Putting disability in the spotlight

Inclusion and diversity are words featured in many conversations within theatre, which is fantastic; however, what follows on from these discussions? Are theatres recognising the importance for greater representation in the arts, or do they see it more as a box ticking exercise? 

We’ve seen many theatres sharing their diversity policies and initiatives with us, but a lot of the time they refer to race and gender and not disability. 

For example, The Almeida Theatre mentions nothing of disability in their inclusion policy, and The Royal Court again has no real focus on improving opportunities for those with disabilities.

The Royal Shakespeare Company (RSC), however, is focusing on a four main items between 2018-22, one of which is developing initiatives for underrepresented groups - disability

These theatre policies show that we seem to be doing a good job of tackling issues with race and gender issues, but prejudice against those with disabilities and other areas of underrepresentation remains rife within our industry. The RSC see that, and others need to follow suit with this inclusive approach.

Even though it isn’t in their policy, The National Theatre (which wants to have a 50:50 gender balance on stage and at ‘least 25% of performers will be Black, Asian or ethnically diverse’ by 2022)  was looking for two neurodivergent actors for its production of ‘The Curious Incident of the Dog in the Night-time


The National said: “We're committed to this being an inclusive, accessible and far-reaching casting process.” 

Other major institutions like the RSC and the Globe have also made public commitments to casting disabled and D/deaf actors, including Charlotte Arrowsmith in The Taming of the Shrew in 2019.

Disabled artists are the most underrepresented in theatre, so casting these talented individuals in a disabled role is a hugely positive step in the right direction. 

Very often we see able-bodied actors in a disabled role, and no one bats an eyelid, such as Daniel Radcliffe in ‘The Cripple of Inishmaan’. However, it would be a different story if a white person were to play a non-white role. Casting unfairly is a practice still widely accepted – why?

By casting like this, able-bodied actors are taking work and opportunities from an underrepresented group. At the very least, disabled actors should be offered the opportunity to be cast, or to play characters with the same or similar condition.
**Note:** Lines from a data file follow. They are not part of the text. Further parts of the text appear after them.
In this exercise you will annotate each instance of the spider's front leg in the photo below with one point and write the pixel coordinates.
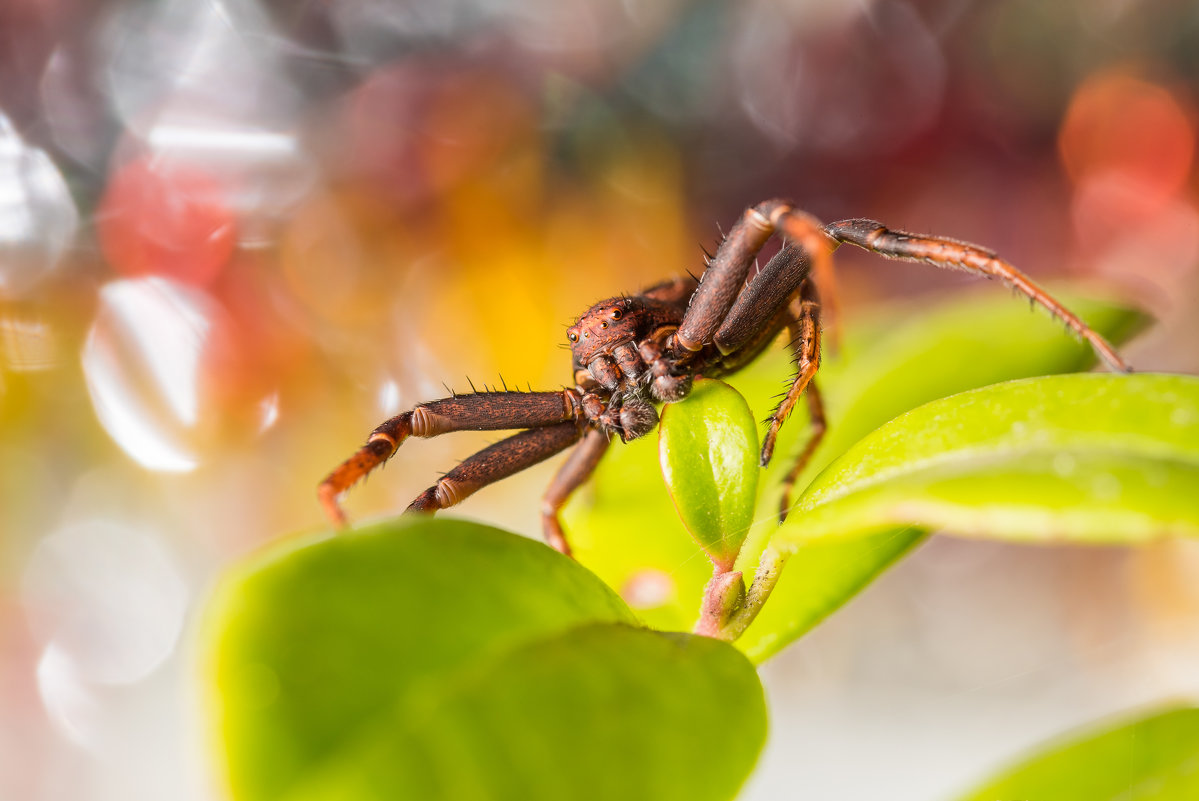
(712, 308)
(476, 411)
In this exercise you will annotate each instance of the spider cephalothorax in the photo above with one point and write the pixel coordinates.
(631, 353)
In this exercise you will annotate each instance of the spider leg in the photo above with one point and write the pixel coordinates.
(576, 470)
(495, 462)
(760, 301)
(806, 347)
(817, 429)
(943, 252)
(724, 278)
(475, 411)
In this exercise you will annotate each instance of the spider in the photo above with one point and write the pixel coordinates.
(632, 353)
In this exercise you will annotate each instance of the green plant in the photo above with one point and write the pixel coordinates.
(428, 658)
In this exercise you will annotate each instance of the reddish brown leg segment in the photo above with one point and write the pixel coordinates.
(767, 294)
(941, 252)
(476, 411)
(496, 462)
(576, 470)
(806, 345)
(817, 428)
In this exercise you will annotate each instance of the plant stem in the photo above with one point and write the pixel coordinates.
(770, 566)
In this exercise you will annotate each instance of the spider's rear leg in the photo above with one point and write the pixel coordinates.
(573, 473)
(476, 411)
(943, 252)
(495, 462)
(724, 278)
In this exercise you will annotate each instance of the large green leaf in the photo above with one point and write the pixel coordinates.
(432, 660)
(1154, 758)
(708, 449)
(1091, 458)
(624, 525)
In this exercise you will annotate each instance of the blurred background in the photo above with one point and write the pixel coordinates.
(238, 234)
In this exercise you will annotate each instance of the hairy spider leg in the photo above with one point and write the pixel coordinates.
(940, 252)
(725, 276)
(494, 463)
(817, 426)
(761, 301)
(574, 471)
(474, 411)
(806, 348)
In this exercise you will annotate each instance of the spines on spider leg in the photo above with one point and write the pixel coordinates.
(494, 463)
(380, 446)
(944, 252)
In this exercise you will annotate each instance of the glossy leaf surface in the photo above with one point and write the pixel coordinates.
(1091, 458)
(708, 447)
(1155, 758)
(434, 658)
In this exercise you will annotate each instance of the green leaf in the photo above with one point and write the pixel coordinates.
(708, 446)
(429, 660)
(624, 527)
(1155, 758)
(1089, 458)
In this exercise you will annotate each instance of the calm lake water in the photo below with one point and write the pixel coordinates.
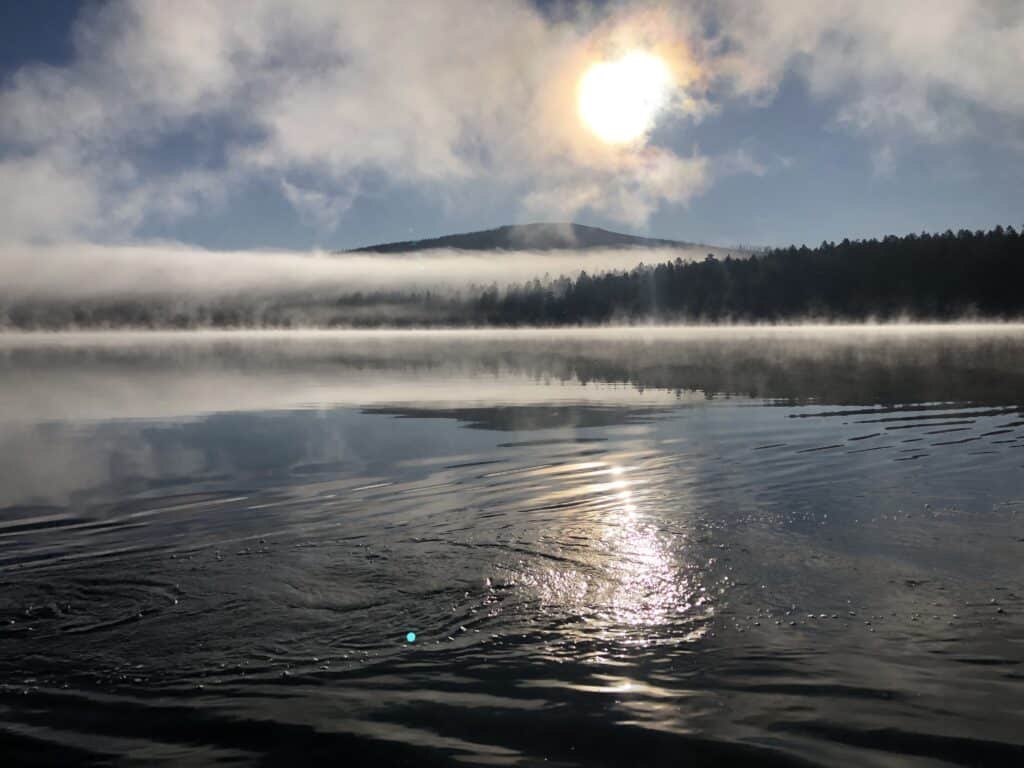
(643, 547)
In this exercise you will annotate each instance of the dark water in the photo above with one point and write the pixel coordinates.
(614, 548)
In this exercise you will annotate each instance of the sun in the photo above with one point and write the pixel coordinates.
(619, 100)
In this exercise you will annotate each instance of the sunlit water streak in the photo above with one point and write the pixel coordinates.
(731, 546)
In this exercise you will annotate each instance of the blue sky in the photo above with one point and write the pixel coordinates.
(810, 125)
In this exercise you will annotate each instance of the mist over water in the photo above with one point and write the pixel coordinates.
(90, 271)
(782, 546)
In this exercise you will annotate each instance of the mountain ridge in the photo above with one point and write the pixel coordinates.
(532, 237)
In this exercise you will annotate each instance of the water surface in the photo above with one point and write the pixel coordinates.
(646, 546)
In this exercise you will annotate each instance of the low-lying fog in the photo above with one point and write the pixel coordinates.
(89, 271)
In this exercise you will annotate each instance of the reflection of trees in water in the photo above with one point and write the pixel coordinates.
(854, 368)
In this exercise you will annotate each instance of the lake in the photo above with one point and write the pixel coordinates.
(645, 546)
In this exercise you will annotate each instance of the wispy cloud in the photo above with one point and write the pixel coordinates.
(437, 95)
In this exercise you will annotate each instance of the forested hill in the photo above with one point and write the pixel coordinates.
(538, 237)
(926, 276)
(919, 276)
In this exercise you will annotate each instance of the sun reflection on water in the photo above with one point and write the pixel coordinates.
(628, 582)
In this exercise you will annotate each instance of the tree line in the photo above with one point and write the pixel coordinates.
(922, 276)
(919, 276)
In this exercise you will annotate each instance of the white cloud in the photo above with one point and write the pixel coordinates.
(915, 67)
(442, 94)
(318, 209)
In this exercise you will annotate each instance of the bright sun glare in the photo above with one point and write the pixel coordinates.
(619, 100)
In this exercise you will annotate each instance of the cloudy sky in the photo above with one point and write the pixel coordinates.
(298, 124)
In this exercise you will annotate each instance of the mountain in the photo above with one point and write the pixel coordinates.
(537, 237)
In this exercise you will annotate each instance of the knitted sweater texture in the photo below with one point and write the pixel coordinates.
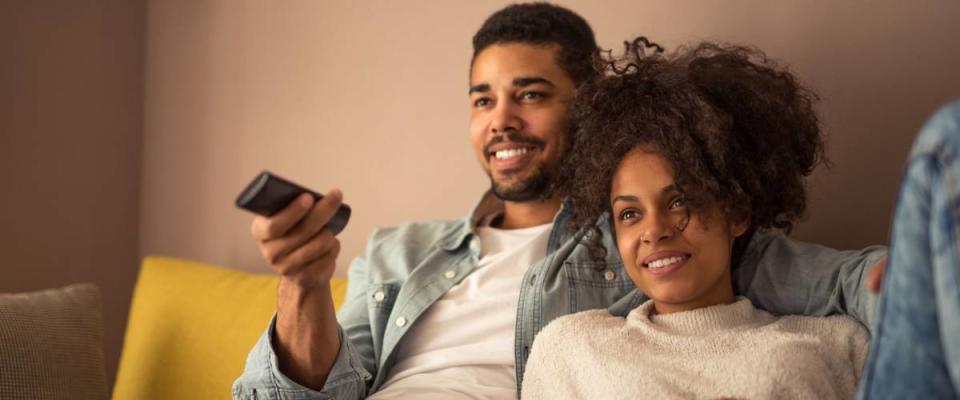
(727, 351)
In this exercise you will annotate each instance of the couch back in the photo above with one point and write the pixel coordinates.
(191, 326)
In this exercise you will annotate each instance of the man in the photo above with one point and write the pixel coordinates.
(446, 310)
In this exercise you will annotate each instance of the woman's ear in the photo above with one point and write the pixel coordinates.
(740, 226)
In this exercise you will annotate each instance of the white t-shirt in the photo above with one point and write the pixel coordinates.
(462, 347)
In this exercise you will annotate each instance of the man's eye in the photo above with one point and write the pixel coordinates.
(481, 102)
(532, 95)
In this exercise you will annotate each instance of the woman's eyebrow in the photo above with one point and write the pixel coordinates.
(625, 198)
(527, 81)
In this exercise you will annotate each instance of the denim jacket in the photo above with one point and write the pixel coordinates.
(405, 269)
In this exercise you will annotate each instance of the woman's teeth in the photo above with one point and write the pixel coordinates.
(505, 154)
(663, 262)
But their opportunities shouldn’t end there either. There is more to them than just their disability and they should be given a platform that they deserve and to show their talent that we’ve been missing out on. 

Acting union, Equity has created the campaign Play Fair’ ‘Equity Inclusive Casting Policy, which challenges the ‘persistent under-representation of diversity, and discriminatory practice in the casting process’. 

This campaign highlights the points from their equality policy which includes, ‘artists from diverse backgrounds should be considered more seriously for any role’ and ‘every avenue’ should be considered to cast a disabled actor. 

It isn’t only about the casting though; it is quite often to do with the writing. Many disabled roles are written by non-disabled writers, which can lead to stereotypical storylines. 

Sometimes disabilities in theatre are seen as a negative trait or a burden e.g. Shakespeare’s Richard III and The Elephant Man. Characters can quite often be perceived as not equal or pitied, which immediately does them a disservice. As well as inclusion, they need equality. We need to move away from these cliched narratives. 

Audiences want to see performances that have authenticity with stories to which they can relate. It is empowering, inspiring and helps increase understanding of disabilities by giving an insight into a different experience. It reflects real life, shifts attitudes, answers questions and help reach new audiences.

This is why theatres should be concentrating on including disabled playwrights in their programmes.

As always, there is so much still to do in theatre to make it more inclusive and diverse. 

Thanks to organisations like Graeae Theatre Company - ‘a force for change in world-class theatre… and boldly placing deaf and disabled artists centre stage’ – as they continue to lead the way with their amazing array of projects and initiatives that challenge perception and fight exclusion.

The industry is trying to move in the right direction for gender and race equality, but we cannot continue to leave disability and other underrepresented groups behind. We need to work together and fight to improve greater opportunities for all.